Der Beklagte und Revisionskläger (das
Finanzamt - FA - ) folgte bei der Festsetzung von Schenkungsteuer
gegen die Klägerin deren Vorbringen, die im Vertrag vom
22.11.1999 vereinbarten Leistungen des E hätten dem Ausgleich
ihres Anspruchs auf Zugewinnausgleich gedient, nicht, und nahm
ferner an, dass die Übertragung des Miteigentumsanteils nicht
nach § 13 Abs. 1 Nr. 4a des Erbschaftsteuer- und
Schenkungsteuergesetzes in der im Jahr 1999 geltenden Fassung
(ErbStG) steuerfrei sei.
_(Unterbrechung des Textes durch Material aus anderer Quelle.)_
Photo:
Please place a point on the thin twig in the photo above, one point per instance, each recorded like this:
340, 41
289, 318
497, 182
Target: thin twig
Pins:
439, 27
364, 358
Der Steuerfreiheit stehe die Vermietung
des Raumes im Untergeschoss an die GmbH entgegen.
Das FA berücksichtigte
demgemäß bei der Bemessungsgrundlage der Schenkungsteuer
in der Einspruchsentscheidung den gesondert festgestellten
Grundstückswert des übertragenen Miteigentumsanteils von
203.000 DM, die „Kapitalforderung“ aus dem Vertrag vom
22.11.1999 in Höhe von 526.000 DM und die Belastung durch das
Wohnrecht der M mit 12.708 DM. Nach Abzug des persönlichen
Freibetrags von 600.000 DM und Abrundung ergab sich ein
steuerpflichtiger Erwerb von 116.200 DM.
Das Finanzgericht (FG) gab der Klage durch
das in EFG 2007, 207 = SIS 07 01 77 veröffentlichte Urteil mit
der Begründung statt, die Voraussetzungen für die
Steuerbefreiung nach § 13 Abs. 1 Nr. 4a ErbStG seien
erfüllt. In dem Haus habe sich am maßgebenden Stichtag,
dem Tag des Vertragsabschlusses, der Mittelpunkt des
familiären Lebens der Eheleute und ihrer Kinder befunden. Der
Steuerfreiheit stünden die Nutzung des Obergeschosses durch M
und die Vermietung des Raumes im Untergeschoss nicht
entgegen.
Mit der Revision rügt das FA
Verletzung des § 13 Abs. 1 Nr. 4a ErbStG. Die Steuerfreiheit
könne sowohl wegen der Nutzung des Obergeschosses durch M als
auch wegen der Vermietung des Arbeitszimmers im Untergeschoss nicht
beansprucht werden.
Das FA beantragt, die Vorentscheidung
aufzuheben und die Klage abzuweisen.
Die Klägerin beantragt, die Revision
als unbegründet zurückzuweisen.
II. Die Revision ist im Ergebnis
unbegründet und war daher zurückzuweisen (§ 126 Abs.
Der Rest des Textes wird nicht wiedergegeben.